TWENTY-THIRD SUNDAY IN ORDINARY TIME

            In the first Reading from Ezechiel, we find the expressions “Son of man’ and ‘sentry’. Prophet Daniel, too, speaks of a Son of Man coming on the clouds to face the One of great age (Dan. 7,14). Jesus on several occasions appropriated this expression and called himself the son of man: He is the Son of Man, of divine origin (Daniel: ‘coming on the clouds’). Why son of man? Who is a sentry? Son of man, according to Jewish way, is a true member of the human race. And ‘sentry’ is a watchman. Applied to Ezechiel, as a prophet, he is the moral guardian ‘of the House of Israel’.

 

            There are TWO clear teachings in this Sunday’s readings.

             From Ezechiel: “Son of man (i.e. sentry, watchman, prophet), warn them in my name, warn the wicked man to renounce his ways or I will hold you responsible for his death”.

             From the Gospel of Matthew: “If your brother (sister) does something wrong, go and have it out with him alone.. or even go to him with two or three witnesses.. or even report him to the community”.     

              Does the warning in the first case (Ezechiel) concerning the wicked man, regard the prophet only? Who is duty-bound to raise his voice to warn and correct anyone going astray? Good sense and right reason suggest that anybody with moral, legal, spiritual authority and responsibility in any human community is duty-bound to raise his voice “to warn them”. Not only the prophet or the religious leader, but all parents, guardians, elders, teachers, community leaders, supervisors, community officers…have a serious and  moral duty “to warn”, coming from the human order established by God. Failing to do that implies fault, cowardice and condemnation: “I will hold you responsible for his death”.

             In Matthew’s gospel, Jesus extends such responsibility to every member of the community. He addresses the Christian community, brothers and sisters, who have chosen to follow his way of life. Jesus says that not only church leaders, not only those with authority, but we all - each and all members - are responsible for one another, anybody and everybody. We are “church”, i.e. community, a living body, members of one another. What is good for you is good for me; what is bad for you is bad for me. Hence the duty of mutual correction in charity, sincerity and truth.

             Mutual correction does not imply superiority. In fact it demands humility, which is truth. It means that we are all sinners and that nobody is perfect. Courage is needed too, to face a possible unforeseen rebuff on the part of those who do not believe in such spiritual exercise and service, but prefer to  mind their own business and to be left alone.

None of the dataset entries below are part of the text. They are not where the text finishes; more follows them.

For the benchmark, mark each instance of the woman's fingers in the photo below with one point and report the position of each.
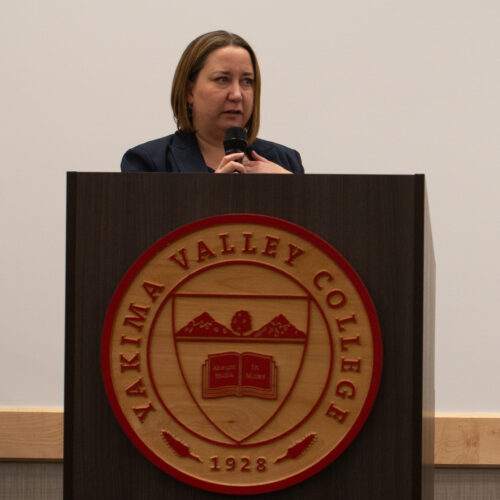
(229, 164)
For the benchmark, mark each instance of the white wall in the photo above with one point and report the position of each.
(392, 86)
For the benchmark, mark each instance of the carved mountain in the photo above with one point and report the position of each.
(204, 326)
(278, 327)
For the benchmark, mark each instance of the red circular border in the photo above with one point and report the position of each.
(262, 220)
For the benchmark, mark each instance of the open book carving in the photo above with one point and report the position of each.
(240, 374)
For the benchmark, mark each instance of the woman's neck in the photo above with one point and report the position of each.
(211, 149)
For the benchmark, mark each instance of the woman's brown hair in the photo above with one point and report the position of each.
(190, 64)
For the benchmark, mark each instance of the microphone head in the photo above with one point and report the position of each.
(235, 140)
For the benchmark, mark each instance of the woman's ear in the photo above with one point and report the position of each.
(189, 93)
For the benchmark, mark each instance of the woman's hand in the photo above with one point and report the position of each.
(229, 165)
(260, 165)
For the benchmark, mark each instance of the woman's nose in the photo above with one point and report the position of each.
(235, 93)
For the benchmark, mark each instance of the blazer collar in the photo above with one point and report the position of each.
(186, 154)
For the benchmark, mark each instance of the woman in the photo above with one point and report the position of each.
(216, 86)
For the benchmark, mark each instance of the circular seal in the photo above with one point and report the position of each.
(241, 354)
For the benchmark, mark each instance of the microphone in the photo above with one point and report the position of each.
(235, 141)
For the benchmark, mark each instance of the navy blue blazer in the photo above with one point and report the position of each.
(180, 152)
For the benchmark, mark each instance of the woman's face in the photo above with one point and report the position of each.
(223, 92)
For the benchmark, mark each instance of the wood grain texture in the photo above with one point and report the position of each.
(468, 441)
(31, 434)
(461, 440)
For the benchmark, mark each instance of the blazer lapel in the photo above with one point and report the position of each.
(185, 155)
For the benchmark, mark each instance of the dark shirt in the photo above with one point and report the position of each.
(180, 152)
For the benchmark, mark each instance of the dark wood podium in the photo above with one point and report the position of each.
(380, 224)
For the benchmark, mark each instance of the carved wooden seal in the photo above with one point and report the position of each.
(241, 354)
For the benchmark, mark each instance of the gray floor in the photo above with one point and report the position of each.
(43, 481)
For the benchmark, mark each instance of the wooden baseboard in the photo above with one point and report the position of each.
(460, 440)
(31, 433)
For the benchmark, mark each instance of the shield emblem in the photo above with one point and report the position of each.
(240, 355)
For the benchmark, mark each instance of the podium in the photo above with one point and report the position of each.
(380, 224)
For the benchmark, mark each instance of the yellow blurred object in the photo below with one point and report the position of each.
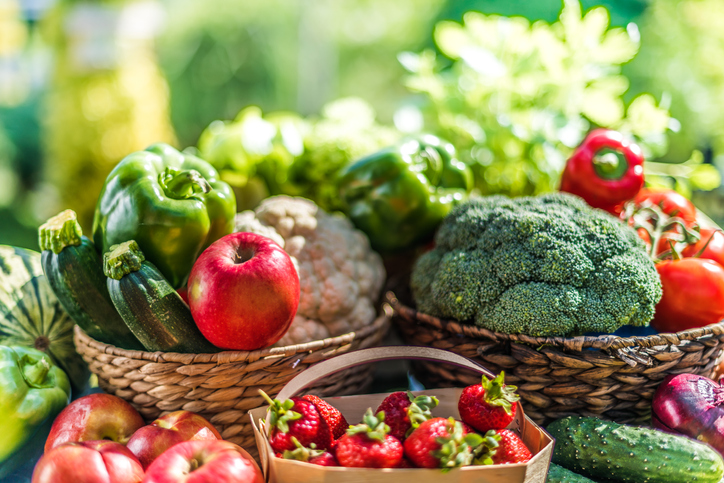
(13, 32)
(108, 97)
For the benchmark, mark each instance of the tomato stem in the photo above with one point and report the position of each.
(701, 252)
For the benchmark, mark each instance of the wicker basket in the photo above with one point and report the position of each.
(223, 387)
(607, 376)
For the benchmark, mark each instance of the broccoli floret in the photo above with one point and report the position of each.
(543, 266)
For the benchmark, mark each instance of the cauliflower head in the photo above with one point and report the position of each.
(340, 277)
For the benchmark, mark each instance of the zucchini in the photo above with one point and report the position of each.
(31, 316)
(75, 273)
(148, 304)
(559, 474)
(616, 452)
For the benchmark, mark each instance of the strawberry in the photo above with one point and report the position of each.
(368, 445)
(331, 415)
(489, 405)
(296, 418)
(404, 412)
(511, 449)
(310, 455)
(441, 443)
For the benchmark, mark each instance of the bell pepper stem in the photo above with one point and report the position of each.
(60, 231)
(122, 259)
(34, 372)
(610, 164)
(182, 185)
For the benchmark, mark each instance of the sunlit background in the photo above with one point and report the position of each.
(279, 94)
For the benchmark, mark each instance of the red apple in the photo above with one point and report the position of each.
(88, 462)
(243, 292)
(150, 441)
(94, 417)
(204, 462)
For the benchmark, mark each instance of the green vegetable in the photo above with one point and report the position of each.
(31, 316)
(32, 393)
(151, 308)
(558, 474)
(253, 153)
(612, 451)
(399, 196)
(516, 97)
(75, 273)
(282, 153)
(346, 131)
(171, 203)
(541, 266)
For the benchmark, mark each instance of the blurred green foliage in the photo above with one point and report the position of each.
(284, 153)
(516, 97)
(220, 56)
(682, 48)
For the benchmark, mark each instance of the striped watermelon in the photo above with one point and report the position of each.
(30, 315)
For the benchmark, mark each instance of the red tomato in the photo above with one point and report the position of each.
(671, 202)
(714, 250)
(693, 294)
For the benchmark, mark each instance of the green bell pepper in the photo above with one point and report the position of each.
(33, 391)
(171, 203)
(399, 195)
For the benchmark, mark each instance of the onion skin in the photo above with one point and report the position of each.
(691, 405)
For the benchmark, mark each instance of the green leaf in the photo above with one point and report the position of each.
(602, 106)
(617, 47)
(645, 117)
(705, 177)
(451, 38)
(410, 61)
(570, 18)
(595, 23)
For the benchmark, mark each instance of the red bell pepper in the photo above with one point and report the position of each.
(606, 170)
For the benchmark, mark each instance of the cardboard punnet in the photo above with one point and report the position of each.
(277, 470)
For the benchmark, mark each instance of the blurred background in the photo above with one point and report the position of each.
(279, 94)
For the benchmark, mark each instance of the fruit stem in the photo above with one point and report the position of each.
(701, 252)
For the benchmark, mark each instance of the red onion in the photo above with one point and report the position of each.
(691, 405)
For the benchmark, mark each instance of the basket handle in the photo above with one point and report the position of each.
(355, 358)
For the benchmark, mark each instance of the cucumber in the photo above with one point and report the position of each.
(148, 304)
(616, 452)
(558, 474)
(75, 273)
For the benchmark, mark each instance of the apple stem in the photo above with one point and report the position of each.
(243, 254)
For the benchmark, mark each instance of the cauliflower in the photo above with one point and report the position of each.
(340, 276)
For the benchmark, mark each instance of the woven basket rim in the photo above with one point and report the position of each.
(239, 356)
(602, 342)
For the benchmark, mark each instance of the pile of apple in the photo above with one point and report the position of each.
(101, 438)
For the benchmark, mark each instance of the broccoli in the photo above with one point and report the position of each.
(543, 266)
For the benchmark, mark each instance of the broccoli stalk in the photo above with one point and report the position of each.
(543, 266)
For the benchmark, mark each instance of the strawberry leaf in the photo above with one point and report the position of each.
(484, 451)
(497, 393)
(281, 412)
(455, 450)
(372, 425)
(420, 409)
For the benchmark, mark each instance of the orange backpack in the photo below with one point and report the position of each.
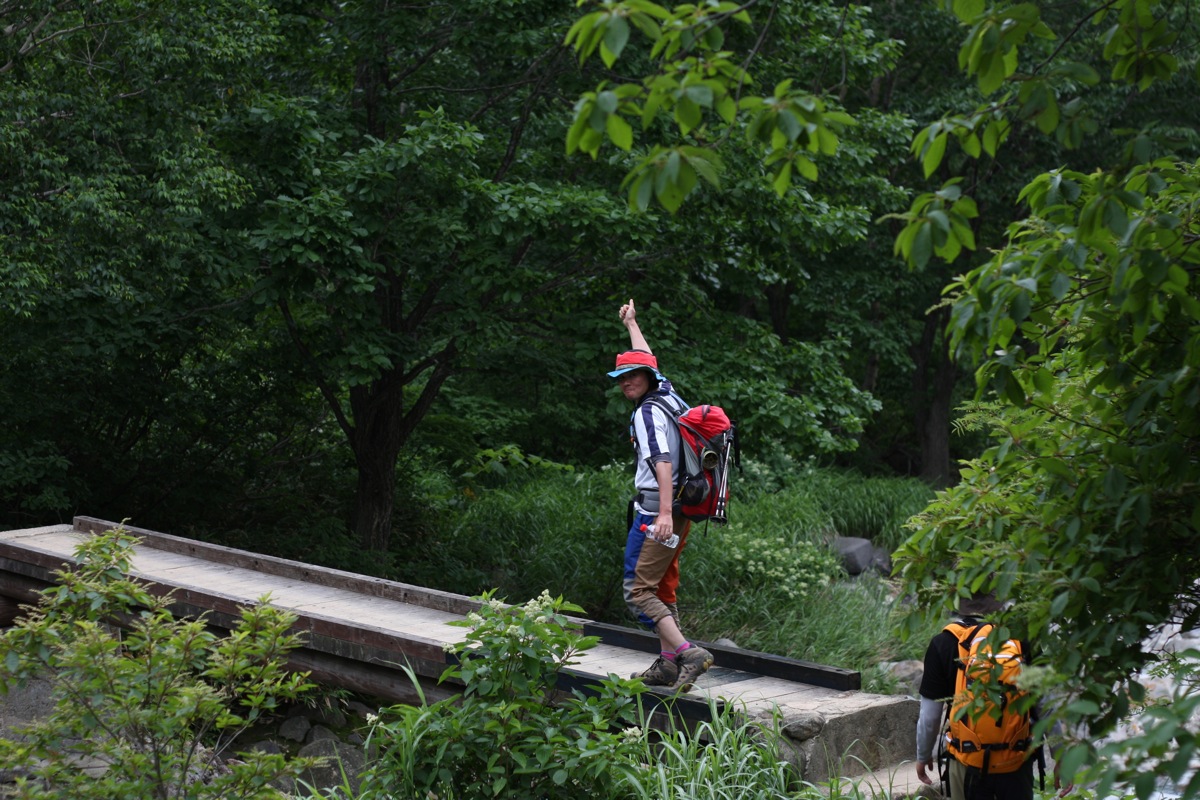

            Truly as Christians, followers of Jesus, we are responsible for one another and for the whole world. We are bound to uphold and act on behalf  of truth, honesty, respect for human rights and concern for the common good.

             Finally it is in place to remember that, besides exercising the duty of fraternal correction, it is very important to be ready and open to receive, even to welcome, correction. We should be grateful to those who show us better ways. Are we not keepers of one another?